Hong Kong bankers move to Shanghai to advance their long-term careers by gaining better hands-on experience with mainland transactions. Their own salaries are a secondary concern.
PRC experience is an important factor because “there appears to be increased flow of transactional deals, especially in the private equity space happening in China,” says Ricky Mui, manager, Robert Walters.
Stephen He, senior consultant, banking and finance, Consult Group, adds that working in Shanghai gives Hong Kong bankers opportunities to handle corporate finance deals from state-owned enterprises in sectors such as infrastructure and energy, which are not likely to be found on the same scale outside the mainland.
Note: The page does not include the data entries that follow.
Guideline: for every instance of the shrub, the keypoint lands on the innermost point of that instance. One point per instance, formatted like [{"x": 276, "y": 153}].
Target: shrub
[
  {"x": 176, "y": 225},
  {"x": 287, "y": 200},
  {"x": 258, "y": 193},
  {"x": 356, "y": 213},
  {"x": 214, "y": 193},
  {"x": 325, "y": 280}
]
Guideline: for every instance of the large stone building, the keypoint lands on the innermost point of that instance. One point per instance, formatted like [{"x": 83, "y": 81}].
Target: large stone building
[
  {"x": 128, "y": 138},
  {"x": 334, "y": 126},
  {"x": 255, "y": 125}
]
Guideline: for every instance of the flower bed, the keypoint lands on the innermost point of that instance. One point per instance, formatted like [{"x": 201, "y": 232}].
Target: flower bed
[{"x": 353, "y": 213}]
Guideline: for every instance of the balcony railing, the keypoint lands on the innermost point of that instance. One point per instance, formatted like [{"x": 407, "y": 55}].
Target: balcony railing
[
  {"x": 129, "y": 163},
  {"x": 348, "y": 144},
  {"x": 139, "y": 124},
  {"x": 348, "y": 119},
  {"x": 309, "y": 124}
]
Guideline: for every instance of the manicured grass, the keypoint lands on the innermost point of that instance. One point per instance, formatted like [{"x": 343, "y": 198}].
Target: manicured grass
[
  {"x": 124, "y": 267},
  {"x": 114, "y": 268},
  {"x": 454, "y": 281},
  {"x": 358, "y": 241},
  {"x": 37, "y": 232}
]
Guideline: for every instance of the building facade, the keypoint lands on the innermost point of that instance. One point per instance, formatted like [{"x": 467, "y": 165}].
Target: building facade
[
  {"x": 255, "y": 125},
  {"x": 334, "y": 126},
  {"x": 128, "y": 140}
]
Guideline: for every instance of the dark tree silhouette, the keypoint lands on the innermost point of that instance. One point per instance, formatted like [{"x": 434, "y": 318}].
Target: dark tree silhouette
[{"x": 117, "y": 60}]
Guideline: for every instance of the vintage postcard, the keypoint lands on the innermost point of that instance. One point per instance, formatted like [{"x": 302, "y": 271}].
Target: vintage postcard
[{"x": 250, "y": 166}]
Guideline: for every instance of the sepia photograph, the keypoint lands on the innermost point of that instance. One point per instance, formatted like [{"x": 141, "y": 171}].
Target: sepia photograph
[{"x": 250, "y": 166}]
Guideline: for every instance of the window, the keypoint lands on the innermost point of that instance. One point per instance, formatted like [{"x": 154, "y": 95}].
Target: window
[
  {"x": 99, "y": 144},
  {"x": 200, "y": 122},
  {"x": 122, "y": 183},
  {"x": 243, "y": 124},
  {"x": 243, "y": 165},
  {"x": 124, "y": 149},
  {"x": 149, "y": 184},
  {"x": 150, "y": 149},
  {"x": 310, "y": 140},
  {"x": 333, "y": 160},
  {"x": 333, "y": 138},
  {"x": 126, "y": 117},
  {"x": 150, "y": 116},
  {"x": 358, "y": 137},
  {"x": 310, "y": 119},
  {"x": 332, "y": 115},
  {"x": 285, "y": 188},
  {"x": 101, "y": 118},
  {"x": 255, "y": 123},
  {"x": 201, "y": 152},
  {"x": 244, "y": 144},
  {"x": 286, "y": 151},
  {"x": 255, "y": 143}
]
Hong Kong is a low-tax harbour and its banks generally pay Western-level salaries, so shifting moving to Shanghai does not often lead to higher net pay. “But I don’t think everyone is money driven. It’s more about new career opportunities and gaining China experience which is not available in Hong Kong,” comments He.
There are of course downsides to relocating. Mui says working in Shanghai may limit candidates’ skills and regional exposure. Although the city aspires to become a global financial centre, its current focus is on the domestic market.
By staying in Hong Kong, bankers at least gain some PRC experience, but their roles are also more likely to cover other countries within the (ex-Japan) Asia Pacific region. Bankers must choose which city best suits their geographical aspirations.
Mui says most Hong Kong bankers who want to move to Shanghai will opt for an internal transfer. “Hong Kongers are sensible; they usually will not come to Shanghai without an offer. After several years of experience in the mainland, they will have more confidence moving from one bank to another.”
From an employer’s perspective, Hong Kong bankers have language advantages over foreign expats. They also have a more sophisticated knowledge of innovative financial instruments and derivatives than most of their local Shanghai counterparts.